With a nod, Corvus said, “No sense sending two separate ships out here.”
“No, of course not.”
Deirdre looked into Andy’s soft blue eyes and saw her future in them. Without a word, she took him by the hand and began leading him back up the passageway, along the way they had come, away from their compartments.
Puzzlement showed clearly on his slightly awry face. “You’re not going to … uh, sleep?”
“Not yet,” Deirdre said.
“Then where … where are we going?”
“You’ll see.”
Katherine Westfall had not attended the party. She was in her suite, preparing to leave station Gold on the torch ship that the IAA had sent—at her demand.
Seething inwardly as she packed her toiletries in a hard-shelled travel bag, she tried to convince herself, All things considered, this trip has actually been rather successful. I can share the credit for sending the mission into the ocean. Archer has agreed not to compete against me for the IAA chairmanship. There’s plenty of glory to go around.

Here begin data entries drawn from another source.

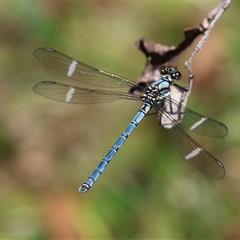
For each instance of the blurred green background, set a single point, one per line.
(48, 149)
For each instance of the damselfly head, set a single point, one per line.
(171, 71)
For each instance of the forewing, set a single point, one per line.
(79, 71)
(191, 120)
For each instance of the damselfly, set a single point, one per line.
(172, 115)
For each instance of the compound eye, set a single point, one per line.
(177, 75)
(164, 70)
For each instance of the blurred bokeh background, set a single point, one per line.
(48, 149)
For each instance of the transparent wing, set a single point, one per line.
(191, 120)
(192, 152)
(71, 94)
(79, 71)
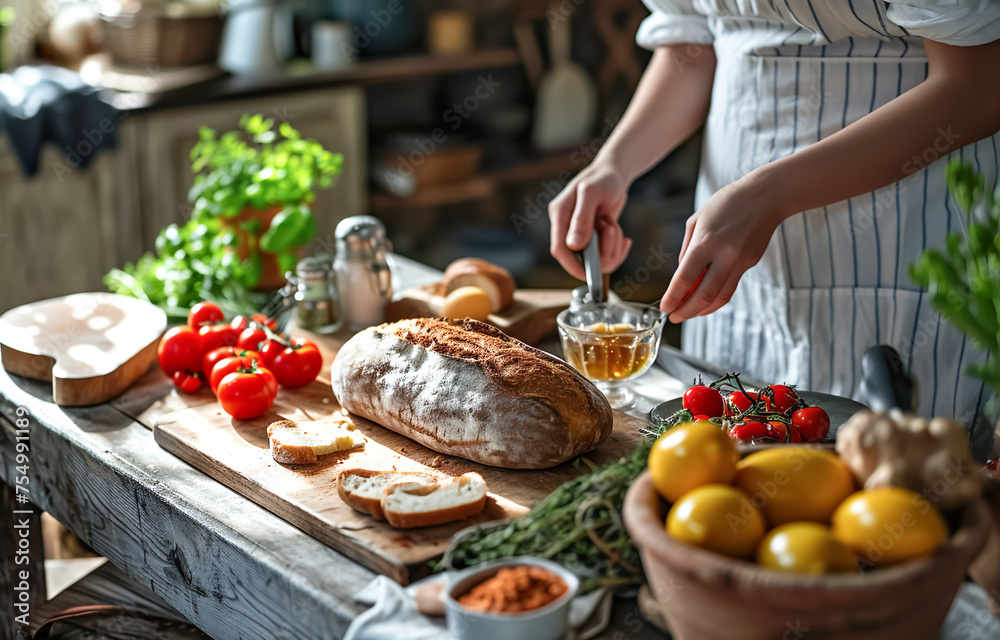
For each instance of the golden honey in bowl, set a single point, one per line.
(609, 351)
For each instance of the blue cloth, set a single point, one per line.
(52, 104)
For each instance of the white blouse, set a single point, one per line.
(956, 22)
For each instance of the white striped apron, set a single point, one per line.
(833, 281)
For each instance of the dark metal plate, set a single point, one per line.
(839, 408)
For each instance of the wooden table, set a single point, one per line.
(231, 567)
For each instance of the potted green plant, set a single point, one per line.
(964, 286)
(259, 182)
(251, 216)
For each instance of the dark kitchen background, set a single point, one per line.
(437, 107)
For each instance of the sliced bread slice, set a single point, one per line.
(293, 442)
(362, 489)
(411, 504)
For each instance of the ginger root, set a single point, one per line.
(930, 457)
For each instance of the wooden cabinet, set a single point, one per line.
(61, 231)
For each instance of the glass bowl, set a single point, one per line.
(611, 343)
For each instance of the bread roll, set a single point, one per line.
(473, 272)
(465, 388)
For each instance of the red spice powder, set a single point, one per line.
(515, 590)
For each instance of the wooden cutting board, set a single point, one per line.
(92, 346)
(529, 318)
(235, 453)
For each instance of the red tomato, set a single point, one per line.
(186, 381)
(298, 364)
(270, 323)
(784, 432)
(702, 400)
(179, 350)
(204, 313)
(750, 431)
(737, 402)
(240, 323)
(230, 364)
(812, 422)
(247, 393)
(785, 398)
(213, 356)
(269, 350)
(250, 338)
(220, 335)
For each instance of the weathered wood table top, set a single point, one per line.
(229, 566)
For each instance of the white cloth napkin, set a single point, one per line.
(393, 614)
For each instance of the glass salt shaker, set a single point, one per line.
(364, 279)
(317, 304)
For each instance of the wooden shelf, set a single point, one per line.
(479, 187)
(406, 67)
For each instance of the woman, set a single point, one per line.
(829, 124)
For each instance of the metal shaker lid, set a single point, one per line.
(360, 237)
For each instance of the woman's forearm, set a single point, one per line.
(958, 104)
(669, 105)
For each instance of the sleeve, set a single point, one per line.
(963, 23)
(672, 22)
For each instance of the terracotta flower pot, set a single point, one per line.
(271, 275)
(706, 596)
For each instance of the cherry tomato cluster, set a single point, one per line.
(775, 413)
(242, 361)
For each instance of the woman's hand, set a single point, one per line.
(592, 200)
(722, 240)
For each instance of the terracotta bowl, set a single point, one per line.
(986, 569)
(706, 596)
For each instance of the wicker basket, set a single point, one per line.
(148, 38)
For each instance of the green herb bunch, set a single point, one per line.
(579, 525)
(257, 167)
(260, 168)
(964, 280)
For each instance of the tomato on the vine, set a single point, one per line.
(204, 313)
(247, 393)
(186, 381)
(179, 350)
(703, 401)
(269, 350)
(812, 422)
(750, 431)
(297, 364)
(229, 364)
(251, 338)
(220, 335)
(209, 359)
(784, 432)
(739, 402)
(785, 398)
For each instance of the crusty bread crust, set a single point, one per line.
(289, 453)
(470, 271)
(465, 388)
(402, 520)
(371, 506)
(410, 519)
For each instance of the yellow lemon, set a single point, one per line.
(804, 547)
(719, 518)
(794, 483)
(889, 525)
(689, 456)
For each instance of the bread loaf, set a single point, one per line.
(465, 388)
(495, 281)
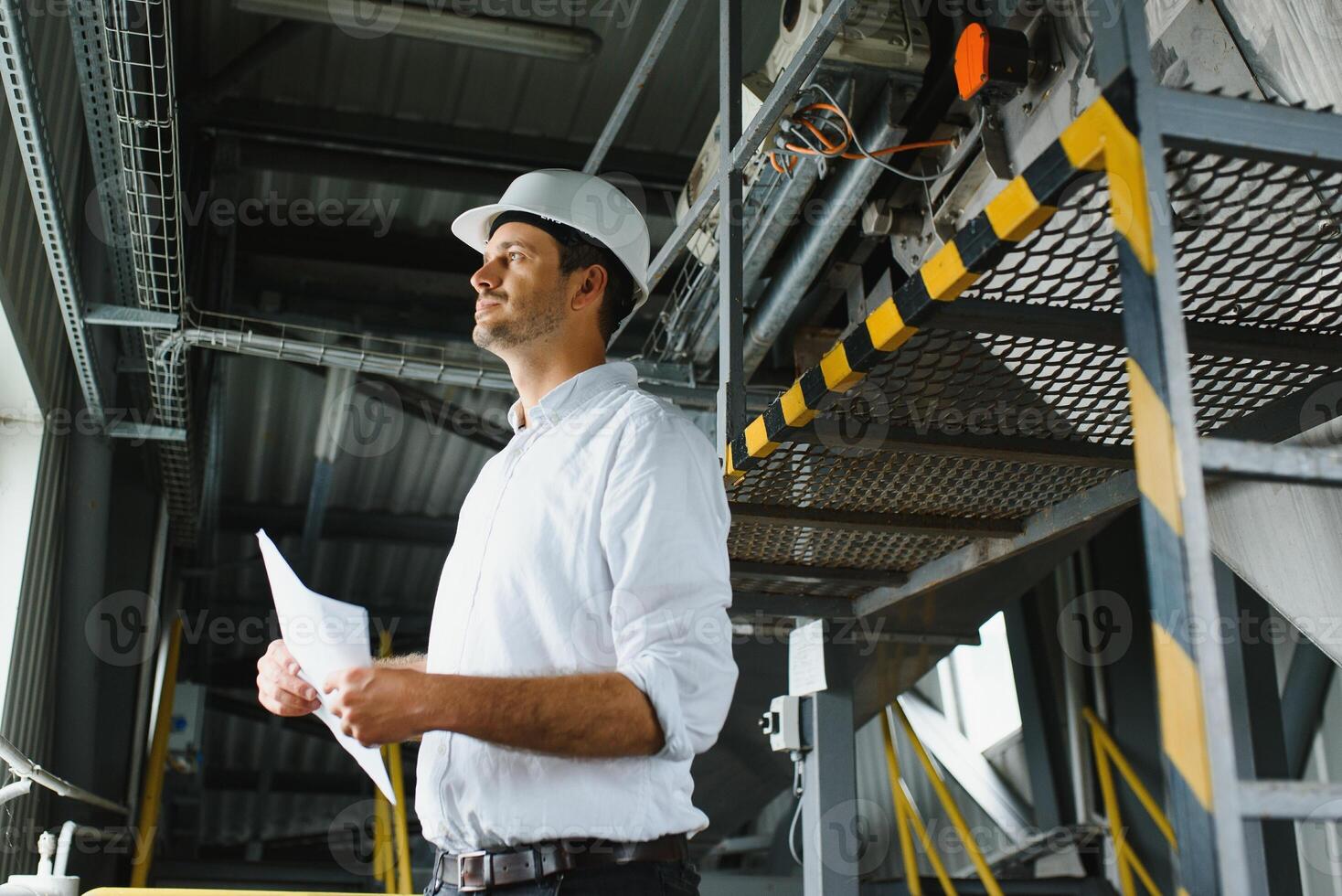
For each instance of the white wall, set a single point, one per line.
(20, 453)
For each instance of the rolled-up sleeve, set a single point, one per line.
(665, 531)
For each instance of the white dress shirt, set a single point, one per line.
(596, 540)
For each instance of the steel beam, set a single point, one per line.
(1250, 129)
(1103, 327)
(30, 129)
(340, 523)
(1296, 800)
(731, 397)
(829, 847)
(125, 315)
(635, 86)
(1304, 699)
(789, 82)
(865, 522)
(145, 432)
(800, 573)
(412, 152)
(1063, 453)
(1198, 760)
(1089, 507)
(1271, 463)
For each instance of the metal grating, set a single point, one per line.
(792, 588)
(1259, 249)
(138, 43)
(905, 483)
(822, 548)
(1258, 246)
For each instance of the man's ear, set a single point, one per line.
(592, 282)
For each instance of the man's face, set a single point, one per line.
(519, 290)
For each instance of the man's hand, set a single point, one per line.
(278, 686)
(378, 704)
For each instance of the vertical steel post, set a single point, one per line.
(731, 396)
(1198, 754)
(831, 845)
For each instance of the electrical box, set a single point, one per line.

She realized that the memory of Elaine O’Hara, the half sister she had never known, had been a self-deluding subterfuge, an excuse to justify her action against Grant Archer. Once Archer had made it clear he would not challenge her for the chairmanship, her anger over Elaine evaporated.
But now it was replaced by another fury. Archer and that rat-faced Red Devil. They had tricked her. Embarrassed her. Humiliated her. What’s worse, Westfall realized, is that they had something over her that they could use any time they wished. That’s a danger, she knew. A danger that must be eliminated, sooner or later.
Sooner or later. The time will come. The time will come. Archer and Devlin both. Revenge is a dish best served cold.
“The observation blister?” Corvus blurted.
Deirdre smiled at him as she slid back the door. “The observation blister,” she said. “Just you and me, Andy. And the universe.”
They stepped in and closed the door. In the dim lighting they could see thousands of stars hanging against the everlasting night.
Andy slipped his arms around her waist and pulled Deirdre to him. “Are you sure?” he whispered. “Really certain?”
“Yes,” she breathed. “Aren’t you?”
“Um … on the ship going back to Earth … I’m pretty sure the captain of a torch ship can perform a marriage.”
“Marriage?”
“I mean, it’d be legal, just like we got married in a church.”
Deirdre wrapped her arms around his neck and kissed him soundly. They made love slowly, languidly, as if they had all eternity to spend together, while mighty Jupiter rose and bathed their naked, glistening bodies in its majestic glowing splendor.
Leviathan swam with the Kin in the warm, rich waters of the Symmetry. The alien had gone, leaving in its place a thousand unanswered questions.
It will return, Leviathan told itself. It will come back. We have much to learn from it. We have much to look forward to.